Ratzsch points out that the search for extraterrestrial intelligence is based on a gaps-argument premise: If it could be shown that a signal from outer space could not possibly — or at least could not rationally or reasonably — be the product of natural law or chance, it would be legitimate to conclude that it was designed by an alien intelligence.
One might then ask, If it could be shown that life could not possibly — or at least could not rationally or reasonably — have spontaneously generated from non-living matter through natural law or chance, wouldn’t it, by the same logic, be legitimate to conclude that it was designed by an intelligence?
Note Ratzsch’s point in the last quoted paragraph. If, in the SETI case, it turned out that a long series of prime numbers were detected in a signal from outer space, and the gap-argument logic were disallowed, one might enter into a long series of just-so naturalistic stories to explain away the prime numbers and never arrive at the truth, which is that ETs actually do exist.
Ratzsch also points out in the interview that, although materialistic science has filled many gaps in our understanding, there is no guarantee that it can do so in every case.
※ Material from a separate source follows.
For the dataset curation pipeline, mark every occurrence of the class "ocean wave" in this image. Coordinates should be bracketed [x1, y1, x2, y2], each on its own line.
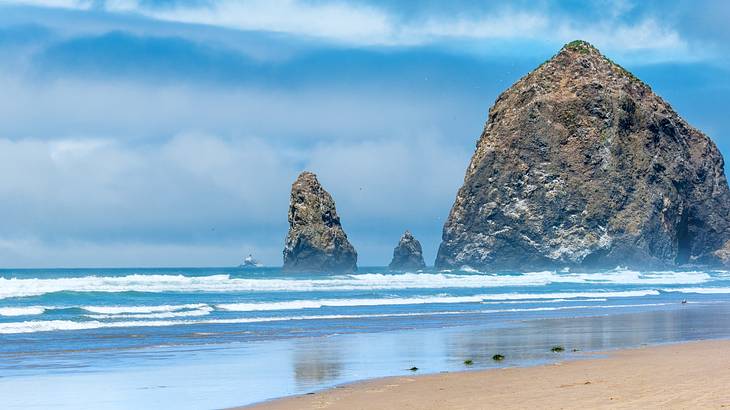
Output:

He notes that the gap presented by cosmological fine-tuning gets increasingly bigger the more we learn.
As a final comment, note that in mathematics there is an analog of gap-argument logic, and it’s called proof by contradiction. Since we’re on the subject of prime numbers, here’s an example of how it works:
I might not be able to directly prove that there are infinitely many prime numbers, but what if I could prove that there could not possibly be a largest prime number? Let’s assume that there is a finite number of primes and that P is the biggest one. Multiply all the prime numbers less than or equal to P together, and then add 1. We’ll call this number N. N is not divisible by any prime less than or equal to P, because when you divide N by any of those primes you’ll always get a remainder of 1. N is therefore either prime, or it is divisible by a prime bigger than P. In either case, P is not the biggest prime, and there cannot possibly be such a thing.
We’ve just found a gap that can only be filled by an infinitude of prime numbers.